Ces annonces vont conforter les assureurs dans leur vision critique d'une réforme qui tend à confondre épargne classique et retraite.

En mars dernier, le président d'Allianz France, Jacques Richier, avait confié son incompréhension à l'égard des projets de Bercy, allant selon lui à l'encontre du bon sens.

"La retraite c'est une sortie en rente. Si c'est en capital, c'est de l'épargne, pas de la retraite !"

Un spécialiste du secteur relève que "dans l'immense majorité des pays européens, à part au Royaume-Uni, la sortie se fait en rente, pas à 100% en capital. In fine, ce ne sera pas de l'épargne longue, ce sera encore moins long que l'assurance vie avec la clause de sortie anticipée."

Un des grands spécialistes de la prévoyance partage ces préoccupations : "en termes de gestion du risque, ce n'est pas la même chose.
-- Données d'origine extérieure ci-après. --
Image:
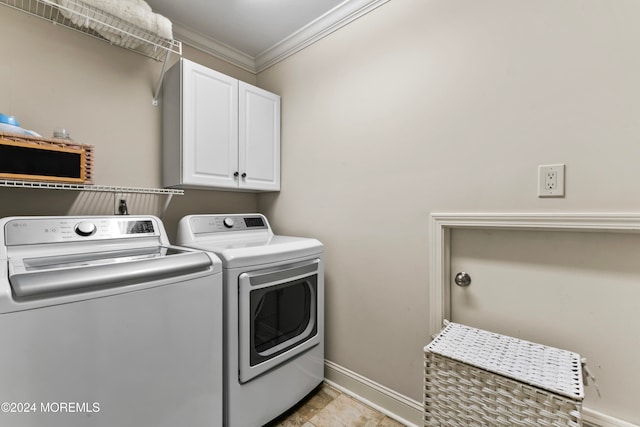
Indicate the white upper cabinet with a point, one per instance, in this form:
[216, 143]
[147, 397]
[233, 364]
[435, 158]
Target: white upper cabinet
[218, 132]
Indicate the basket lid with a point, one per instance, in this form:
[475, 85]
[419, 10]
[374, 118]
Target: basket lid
[552, 369]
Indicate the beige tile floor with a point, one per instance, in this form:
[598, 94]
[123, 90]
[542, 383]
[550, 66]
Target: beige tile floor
[328, 407]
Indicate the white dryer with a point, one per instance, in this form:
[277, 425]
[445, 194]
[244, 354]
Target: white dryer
[103, 323]
[274, 313]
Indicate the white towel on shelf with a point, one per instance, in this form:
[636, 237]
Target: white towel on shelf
[98, 15]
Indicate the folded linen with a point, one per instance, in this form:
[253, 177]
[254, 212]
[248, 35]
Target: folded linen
[112, 19]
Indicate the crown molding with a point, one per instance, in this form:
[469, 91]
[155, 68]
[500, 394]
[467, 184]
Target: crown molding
[341, 15]
[215, 48]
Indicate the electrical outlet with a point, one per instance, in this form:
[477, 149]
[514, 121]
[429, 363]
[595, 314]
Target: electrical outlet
[551, 180]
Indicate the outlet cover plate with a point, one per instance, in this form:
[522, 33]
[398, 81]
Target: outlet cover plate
[551, 180]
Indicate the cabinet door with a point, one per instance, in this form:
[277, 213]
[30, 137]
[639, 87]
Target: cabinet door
[259, 139]
[210, 127]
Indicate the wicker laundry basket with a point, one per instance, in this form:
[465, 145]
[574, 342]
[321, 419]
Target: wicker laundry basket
[479, 378]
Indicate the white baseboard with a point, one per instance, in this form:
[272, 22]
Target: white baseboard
[394, 405]
[597, 419]
[410, 412]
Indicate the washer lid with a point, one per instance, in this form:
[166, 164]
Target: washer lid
[260, 250]
[73, 273]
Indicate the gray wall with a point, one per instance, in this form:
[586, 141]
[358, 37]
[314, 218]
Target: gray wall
[102, 94]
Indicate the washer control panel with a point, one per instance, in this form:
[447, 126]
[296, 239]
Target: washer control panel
[226, 223]
[25, 231]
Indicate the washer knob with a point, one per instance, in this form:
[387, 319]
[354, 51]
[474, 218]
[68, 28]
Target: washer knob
[85, 228]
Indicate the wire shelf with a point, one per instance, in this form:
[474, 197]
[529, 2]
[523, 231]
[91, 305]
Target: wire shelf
[98, 188]
[83, 18]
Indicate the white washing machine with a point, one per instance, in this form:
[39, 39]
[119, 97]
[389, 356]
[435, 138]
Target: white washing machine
[274, 313]
[103, 323]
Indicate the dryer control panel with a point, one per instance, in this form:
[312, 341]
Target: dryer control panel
[201, 224]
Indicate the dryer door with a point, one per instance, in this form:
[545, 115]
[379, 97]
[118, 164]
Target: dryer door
[278, 311]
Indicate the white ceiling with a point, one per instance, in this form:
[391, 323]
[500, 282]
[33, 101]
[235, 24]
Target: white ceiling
[255, 34]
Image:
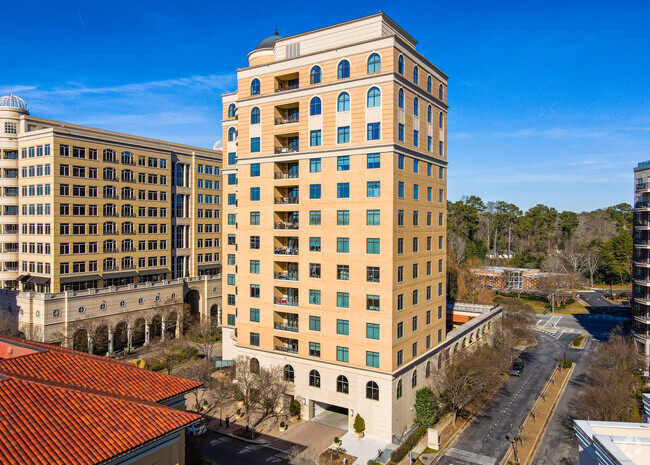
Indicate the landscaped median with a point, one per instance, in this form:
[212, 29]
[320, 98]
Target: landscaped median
[535, 425]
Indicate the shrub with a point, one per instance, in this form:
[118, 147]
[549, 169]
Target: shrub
[294, 408]
[359, 424]
[409, 444]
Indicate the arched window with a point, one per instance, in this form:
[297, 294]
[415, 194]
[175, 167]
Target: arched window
[374, 63]
[374, 97]
[314, 378]
[255, 365]
[343, 102]
[255, 116]
[255, 86]
[314, 106]
[372, 390]
[344, 69]
[314, 75]
[289, 374]
[342, 385]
La retraite comprend un aléa viager. Vouloir transformer un produit d'épargne en retraite est une erreur fondamentale et cela va pénaliser la retraite" prédit-il. Les organismes de protection sociale et assureurs soulignent l'effet stabilisateur de la mutualisation des encours de retraite, au rendement vulnérable à la hausse des taux, avec ceux d'épargne, vulnérables à la baisse des taux. Ils sont hostiles au projet de cantonnement des actifs de retraite envisagé par le gouvernement.

Le ministre a balayé les critiques :

"C'est une vraie révolution que nous proposons. Un des arguments que l'on m'a asséné a été que les gens sont totalement irresponsables et vont tout dépenser tout de suite. Je crois que les épargnants sont lucides" a-t-il estimé.

Bruno Le Maire a par ailleurs "garanti la stabilité fiscale pour l'assurance vie". Seul changement en vue, la modernisation déjà annoncée des fonds Eurocroissance (mi-fonds euro mi-unités de compte), qui pourront être bonifiés en contre-partie d'un engagement plus long, avec l'objectif de multiplier par 10 les encours, de 2 milliards d'euros actuellement à 20 milliards d'euros, en deux ans.